Sound of Heimat started in cinemas nationwide in September 2012 with 20 copies. Below are some reviews of the cinema release:

ttt - title, theses, spirits in the first : “Folk music without German fuss and far away from Musikantenstadl and Co. SOUND OF HEIMAT is a successful documentary thanks to the undisguised gaze of a curious New Zealander. Entertaining, surprising and melancholy - a film about the German soul. "

Spiegel Online assesses an "impressive road trip". The New Zealander Hayden Chisholm whet the appetite for folk songs.

Das Neue Deutschland writes: “At the end of this cleverly and emotionally staged documentary, which draws its beauty not least from Marcus Winterbauer's beguiling landscape shots, Hayden Chisholm believes he has found the“ German Soul ”. Magical melodies, lots of joy and a gentle penchant for melancholy. Homeland? If the place you want to return to, the roots may also be cut. How nice when you can recognize it with your ears. "

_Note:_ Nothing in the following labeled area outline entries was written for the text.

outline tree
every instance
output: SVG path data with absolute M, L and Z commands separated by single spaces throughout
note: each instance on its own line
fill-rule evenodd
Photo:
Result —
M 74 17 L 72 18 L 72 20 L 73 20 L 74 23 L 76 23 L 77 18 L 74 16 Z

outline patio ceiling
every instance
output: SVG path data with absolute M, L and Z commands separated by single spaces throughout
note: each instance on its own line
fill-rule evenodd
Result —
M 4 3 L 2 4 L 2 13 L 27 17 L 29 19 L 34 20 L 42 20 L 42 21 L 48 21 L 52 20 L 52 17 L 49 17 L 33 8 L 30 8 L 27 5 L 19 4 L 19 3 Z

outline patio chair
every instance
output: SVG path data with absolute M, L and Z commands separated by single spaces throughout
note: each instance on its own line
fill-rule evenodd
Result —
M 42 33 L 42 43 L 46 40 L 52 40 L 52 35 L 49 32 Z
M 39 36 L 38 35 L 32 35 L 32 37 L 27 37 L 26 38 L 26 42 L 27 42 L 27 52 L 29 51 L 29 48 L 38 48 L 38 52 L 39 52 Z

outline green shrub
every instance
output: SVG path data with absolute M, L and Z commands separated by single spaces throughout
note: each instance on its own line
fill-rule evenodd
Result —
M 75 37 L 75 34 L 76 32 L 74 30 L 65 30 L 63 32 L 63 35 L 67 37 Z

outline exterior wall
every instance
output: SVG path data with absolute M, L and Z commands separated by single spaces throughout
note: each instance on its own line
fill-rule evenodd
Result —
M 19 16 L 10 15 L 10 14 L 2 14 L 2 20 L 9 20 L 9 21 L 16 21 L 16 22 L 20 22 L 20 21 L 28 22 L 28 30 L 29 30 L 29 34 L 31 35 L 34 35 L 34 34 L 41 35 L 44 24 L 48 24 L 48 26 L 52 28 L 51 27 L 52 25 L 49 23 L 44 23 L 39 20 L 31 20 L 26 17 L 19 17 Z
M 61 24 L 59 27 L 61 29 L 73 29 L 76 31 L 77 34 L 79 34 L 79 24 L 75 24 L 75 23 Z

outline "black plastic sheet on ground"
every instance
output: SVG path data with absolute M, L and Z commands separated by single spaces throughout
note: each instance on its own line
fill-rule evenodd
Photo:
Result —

In its 37/2012 issue, Filmecho / Filmwoche reported on the “extraordinary documentary” and closed its review with an appeal to the cinema operators: “So 'Sound of Heimat' should by no means be used merely as an intellectual special-interest title for the Sunday matinee , but as a well-narrated and filmed cinema experience. "

In the Tagesspiegel it says: “Just not a folk song, most say. The New Zealander Hayden Chisholm found this so bizarre that he set off with his saxophone through the republic and inquired, curious, naive, unshakable. The stations: a Cologne pub, a yodel course in the Allgäu, the ex-punks from Bamberg's Antistadl, the Leipzig Gewandhaus choir, the bandoneonists from the Erzgebirge, an avant-garde singer, the veterans from Liederjan. German song 'nasty' song: The film does not leave out the political side (Buchenwald, GDR propaganda). Holds against it, puts you in a good mood and, in addition to a wonderfully thin soundtrack, contributes relaxed images of Germany. And now all."

The Süddeutsche Zeitung writes: “Hayden Chisholm, who can tour the country as a music tourist free of prejudice, met with neo-folk musicians as well as people who were aware of the ideological abuse of German folk songs in his search for the german soul as an expression of the German soul the concentration camps and in the GDR and about the roots of the alienation of Germans from their musical tradition. "

Sound of Heimat was promoted and supported by the Association of German School Musicians, the Association of German Music Schools , the Federal Association of German Choir Associations and the Federal Association of German Orchestra Associations .

Sound of Heimat was selected as one of 14 documentaries by the German Film Academy for the 2013 German Film Prize . At the Eberswalde International Film Festival (“Provincial”) the film received the audience award in 2013. In 2014, the German Record Critics' Prize awarded Sound of Heimat with the 2014 annual prize as the best music documentary film.